A Closer Look at International Programs

International Programs offers the students of the University of Wisconsin – Stevens Point the chance to take their education outside of Wisconsin, and gain global experience in the classroom and workplace.

“I think it would be good for every American to get out of America. On a broad ranging scope as to what is good I think if every American had an experience outside of this country for a while we would understand our own country better,” said Mark Koepke, Associate Director of International Programs. “We would have a healthier more globally literate and more understanding of America’s position in the world.”

One of the most popular destinations is London, which offers the most options in terms of short- or long-term stays and choices of study. There are also trips to Ireland, Iceland, Germany, Greece, Spain and even Cuba.

“I wanted to go because I always wanted to go to England, and since my trip was with an internship I figured it would be valuable work experience,” Said Margaret Rohr, who participated in an externship in London. “I decided to go because I knew we would be given many opportunities to explore both the city and the country. We were in our own time, instead of following over planned touristy trips with the whole group.”

When International Programs first started at UWSP in 1969, it was one of very few programs like it in the nation. A small group of 41 students was taken to London. Over the years the program at UWSP has grown, and study abroad programs are now available at almost every university in the country. Roughly 15 percent of all UWSP students will study abroad, a huge number in comparison the 2 percent national average.

Pauline Isaacson helped establish International Programs at UWSP. Her plan for this program was rejected the first time she presented it to the Board of Regents. The board was convinced that if any school in system should start an international program it should have been UW-Madison. It was not until Lee Sherman Dreyfus became chancellor of UWSP that the idea was adopted.

“He (the student) gains a yardstick for beauty. As he assimilates the legendary scenic wonder of the Alps or the tranquility of the gardens of Kent, he has a new awareness of a distant view of the Baraboo hills or of the snow laden birches of Wisconsin’s north,” Isaacson said years ago when explaining what she hoped students would gain from studying abroad.

International Programs works hard to match students with opportunities that they will benefit from the most. Different programs offer different types of classes, Koepke said, and he wants students to be able to gain as much as they can from the time and money they spend.
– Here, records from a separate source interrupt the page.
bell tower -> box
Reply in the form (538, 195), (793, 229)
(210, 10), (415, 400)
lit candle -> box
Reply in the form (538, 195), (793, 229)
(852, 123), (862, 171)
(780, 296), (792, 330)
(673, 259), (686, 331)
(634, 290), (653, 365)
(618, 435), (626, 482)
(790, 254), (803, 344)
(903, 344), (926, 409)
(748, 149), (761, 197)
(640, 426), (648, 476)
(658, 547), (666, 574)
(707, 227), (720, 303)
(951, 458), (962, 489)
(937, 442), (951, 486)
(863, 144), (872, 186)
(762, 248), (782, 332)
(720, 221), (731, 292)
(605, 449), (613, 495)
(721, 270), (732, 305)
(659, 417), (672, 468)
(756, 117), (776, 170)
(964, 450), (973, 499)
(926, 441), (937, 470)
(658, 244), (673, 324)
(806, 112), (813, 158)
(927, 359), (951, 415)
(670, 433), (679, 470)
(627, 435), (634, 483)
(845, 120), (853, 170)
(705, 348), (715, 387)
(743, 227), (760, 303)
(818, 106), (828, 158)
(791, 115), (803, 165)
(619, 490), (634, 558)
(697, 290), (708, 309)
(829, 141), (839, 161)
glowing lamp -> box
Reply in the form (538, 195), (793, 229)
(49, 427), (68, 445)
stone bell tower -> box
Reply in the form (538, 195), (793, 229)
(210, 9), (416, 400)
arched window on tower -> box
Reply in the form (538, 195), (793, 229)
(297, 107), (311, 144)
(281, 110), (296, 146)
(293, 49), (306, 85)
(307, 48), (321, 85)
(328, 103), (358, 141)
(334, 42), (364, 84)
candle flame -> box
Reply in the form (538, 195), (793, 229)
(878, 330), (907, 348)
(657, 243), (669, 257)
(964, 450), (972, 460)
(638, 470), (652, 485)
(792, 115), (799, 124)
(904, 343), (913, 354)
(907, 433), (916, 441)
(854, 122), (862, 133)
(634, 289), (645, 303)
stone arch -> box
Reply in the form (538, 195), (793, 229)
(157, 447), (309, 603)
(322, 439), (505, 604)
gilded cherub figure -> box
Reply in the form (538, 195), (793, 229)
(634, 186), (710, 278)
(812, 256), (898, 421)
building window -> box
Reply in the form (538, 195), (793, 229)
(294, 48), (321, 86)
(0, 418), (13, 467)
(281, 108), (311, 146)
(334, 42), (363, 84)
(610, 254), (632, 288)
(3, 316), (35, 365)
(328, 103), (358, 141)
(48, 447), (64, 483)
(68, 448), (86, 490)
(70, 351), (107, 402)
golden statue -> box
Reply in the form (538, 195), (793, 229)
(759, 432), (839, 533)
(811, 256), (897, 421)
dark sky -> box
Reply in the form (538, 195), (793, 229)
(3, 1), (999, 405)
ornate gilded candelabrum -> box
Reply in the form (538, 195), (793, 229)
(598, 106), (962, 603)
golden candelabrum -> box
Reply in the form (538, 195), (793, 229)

According to the International Programs mission statement: “Our mission is to advance international education and global awareness through study abroad programming.”
“Truly the thing to keep in mind is that this is a shrinking world,” Koepke said. “You are not competing with the guy down the block anymore. That is not the way the world works no matter what we want or what nostalgia we have for an old world. It is international. Markets are international, education is international, everything is international.”